30* Kédochim’

 

 

30* KEDOCHIM (Wayikra 19, 1 – 20, 27)

קְדֹשִׁ֣ים – Saints

 

Après le don des Dix Commandements et l’inauguration du Tabernacle, cette paracha présente une nouvelle ascension spirituelle des Hébreux. Moché reçoit l’ordre divin d’enseigner: קְדֹשִׁ֣ים תִּֽהְי֑וּ כִּ֣י קָד֔וֹשׁ אֲנִ֖י « Vous serez saints ! Car Je suis saint » (19, 2). Cette injonction et l’ordre de ne pas vivre selon les usages des autres peuples expriment l’esprit de cette paracha principalement centrée sur des lois relatives au comportement moral, en vue de la perfection   [1].

 

 C’est dans cette perspective que se comprennent les lois  prescrites dans cette paracha : l’impératif de sainteté s'étend aux relations sociales, au travail : devoirs de chacun vis-à-vis du pauvre (19, 9-10), impartialité du juge (19, 15), amour envers son prochain comme soi-même (19, 18), protection de l’étranger (19, 33-34). Cet impératif impose le respect d’une stricte probité en matière commerciale et dans toute relation professionnelle: ne pas fausser les poids et mesures est emblématique à cet égard (19, 36)…

 

La paracha précise la loi sur le fruit des quatre premières années après la plantation (19,23-25)  et diverses interdictions relatives à la sexualité  (20, 10-21).
La prescription de la sainteté des enfants d’Israël a été donnée à la communauté dans son ensemble, et non à la fois à Aharon, ses fils et les Anciens, qui avaient pour mission de l’enseigner au peuple.

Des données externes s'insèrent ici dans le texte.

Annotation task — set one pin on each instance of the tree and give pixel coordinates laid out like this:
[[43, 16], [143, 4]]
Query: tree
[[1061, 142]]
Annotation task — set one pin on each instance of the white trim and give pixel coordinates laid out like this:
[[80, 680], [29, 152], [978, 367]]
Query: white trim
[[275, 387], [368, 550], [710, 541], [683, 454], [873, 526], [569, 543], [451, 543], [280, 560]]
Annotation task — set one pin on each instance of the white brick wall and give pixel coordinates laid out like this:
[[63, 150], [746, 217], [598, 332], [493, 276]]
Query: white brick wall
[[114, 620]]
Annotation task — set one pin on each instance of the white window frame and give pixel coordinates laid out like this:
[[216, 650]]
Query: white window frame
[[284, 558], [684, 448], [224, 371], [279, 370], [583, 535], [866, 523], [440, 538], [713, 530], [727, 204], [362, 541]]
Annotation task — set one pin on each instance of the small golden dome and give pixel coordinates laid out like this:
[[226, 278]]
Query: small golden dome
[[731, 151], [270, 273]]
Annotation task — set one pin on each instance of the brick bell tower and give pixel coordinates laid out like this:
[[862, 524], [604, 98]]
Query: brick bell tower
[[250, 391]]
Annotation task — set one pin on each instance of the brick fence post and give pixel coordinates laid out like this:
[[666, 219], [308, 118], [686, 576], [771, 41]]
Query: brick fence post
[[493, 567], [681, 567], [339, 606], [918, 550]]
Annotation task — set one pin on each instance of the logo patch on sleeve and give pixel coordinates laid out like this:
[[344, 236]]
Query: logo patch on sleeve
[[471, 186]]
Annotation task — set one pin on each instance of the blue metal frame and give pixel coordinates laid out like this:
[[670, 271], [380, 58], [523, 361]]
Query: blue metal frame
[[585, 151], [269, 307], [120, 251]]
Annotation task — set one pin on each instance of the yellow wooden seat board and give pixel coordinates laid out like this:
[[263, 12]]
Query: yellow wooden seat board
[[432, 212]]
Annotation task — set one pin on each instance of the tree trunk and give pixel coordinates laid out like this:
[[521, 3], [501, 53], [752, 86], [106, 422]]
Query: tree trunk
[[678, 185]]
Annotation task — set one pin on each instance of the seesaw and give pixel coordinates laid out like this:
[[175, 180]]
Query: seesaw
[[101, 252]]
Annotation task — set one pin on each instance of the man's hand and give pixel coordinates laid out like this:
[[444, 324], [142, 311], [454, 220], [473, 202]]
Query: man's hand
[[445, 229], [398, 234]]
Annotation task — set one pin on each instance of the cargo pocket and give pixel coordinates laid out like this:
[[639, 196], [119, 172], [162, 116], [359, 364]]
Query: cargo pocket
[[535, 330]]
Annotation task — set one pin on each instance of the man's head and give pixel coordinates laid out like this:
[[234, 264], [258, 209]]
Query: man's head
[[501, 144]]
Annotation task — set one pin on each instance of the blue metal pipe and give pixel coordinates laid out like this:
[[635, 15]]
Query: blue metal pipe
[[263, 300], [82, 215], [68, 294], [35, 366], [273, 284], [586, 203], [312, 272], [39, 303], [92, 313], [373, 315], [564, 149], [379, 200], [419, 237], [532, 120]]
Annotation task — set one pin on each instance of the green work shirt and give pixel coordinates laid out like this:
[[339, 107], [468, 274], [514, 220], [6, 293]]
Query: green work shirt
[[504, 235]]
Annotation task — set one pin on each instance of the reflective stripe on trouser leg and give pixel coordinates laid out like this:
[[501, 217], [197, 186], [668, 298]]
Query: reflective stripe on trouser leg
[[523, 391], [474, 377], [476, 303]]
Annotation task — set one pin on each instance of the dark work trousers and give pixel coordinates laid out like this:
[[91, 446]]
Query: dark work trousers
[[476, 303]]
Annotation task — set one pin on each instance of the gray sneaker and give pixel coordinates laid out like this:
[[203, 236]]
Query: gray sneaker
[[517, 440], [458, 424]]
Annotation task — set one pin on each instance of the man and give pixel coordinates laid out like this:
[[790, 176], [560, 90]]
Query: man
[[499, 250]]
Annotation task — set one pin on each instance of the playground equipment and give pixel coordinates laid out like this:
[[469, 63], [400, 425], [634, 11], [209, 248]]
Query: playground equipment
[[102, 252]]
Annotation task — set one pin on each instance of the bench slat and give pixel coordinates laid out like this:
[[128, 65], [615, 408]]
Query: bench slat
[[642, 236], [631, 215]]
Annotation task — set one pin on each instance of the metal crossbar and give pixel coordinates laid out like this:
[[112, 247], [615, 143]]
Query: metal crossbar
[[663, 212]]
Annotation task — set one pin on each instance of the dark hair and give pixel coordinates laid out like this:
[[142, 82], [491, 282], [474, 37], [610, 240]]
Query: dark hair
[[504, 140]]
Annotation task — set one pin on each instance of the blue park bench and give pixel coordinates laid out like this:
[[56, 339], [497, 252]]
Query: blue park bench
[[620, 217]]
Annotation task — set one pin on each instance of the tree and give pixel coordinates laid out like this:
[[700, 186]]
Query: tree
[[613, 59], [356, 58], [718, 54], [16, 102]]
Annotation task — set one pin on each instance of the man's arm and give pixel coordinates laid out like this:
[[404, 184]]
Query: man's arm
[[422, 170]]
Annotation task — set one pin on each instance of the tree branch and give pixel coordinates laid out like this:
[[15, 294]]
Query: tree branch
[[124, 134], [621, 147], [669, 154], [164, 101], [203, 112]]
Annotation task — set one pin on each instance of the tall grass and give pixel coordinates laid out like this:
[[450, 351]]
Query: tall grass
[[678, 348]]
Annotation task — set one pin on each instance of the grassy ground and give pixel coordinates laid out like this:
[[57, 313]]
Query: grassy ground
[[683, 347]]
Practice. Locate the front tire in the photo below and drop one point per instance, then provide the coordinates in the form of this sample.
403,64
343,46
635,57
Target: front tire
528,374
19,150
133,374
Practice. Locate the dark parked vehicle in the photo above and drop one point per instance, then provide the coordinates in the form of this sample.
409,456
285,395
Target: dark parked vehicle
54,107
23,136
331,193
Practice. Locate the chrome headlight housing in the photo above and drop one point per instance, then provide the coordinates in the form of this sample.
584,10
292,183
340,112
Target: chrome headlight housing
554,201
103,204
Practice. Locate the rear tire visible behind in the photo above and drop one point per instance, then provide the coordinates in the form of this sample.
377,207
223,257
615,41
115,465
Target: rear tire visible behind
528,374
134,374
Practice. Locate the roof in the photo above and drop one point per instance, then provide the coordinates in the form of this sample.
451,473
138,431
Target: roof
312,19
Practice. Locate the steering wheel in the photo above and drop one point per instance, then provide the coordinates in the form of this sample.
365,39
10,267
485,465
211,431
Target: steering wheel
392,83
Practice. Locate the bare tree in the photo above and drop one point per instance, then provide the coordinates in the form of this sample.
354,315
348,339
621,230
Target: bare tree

Ici, l’ordre a été reçu en direct par chacun. Cela donne à cette prescription divine une solennité et une insistance toute particulière[2]

 

 

 

 

 

 


[1]Comme le résume R’ R. Y. Dufour chelita : « le judaïsme a une morale qui s'étend à toutes les dimensions des relations, de l'action, du temps et de l'espace (un humanisme). Cette morale de vie humaniste a une source… c'est l'être même du Créateur en ce qu'Il est… saint » (Modia’, sur la paracha, fév. 2009).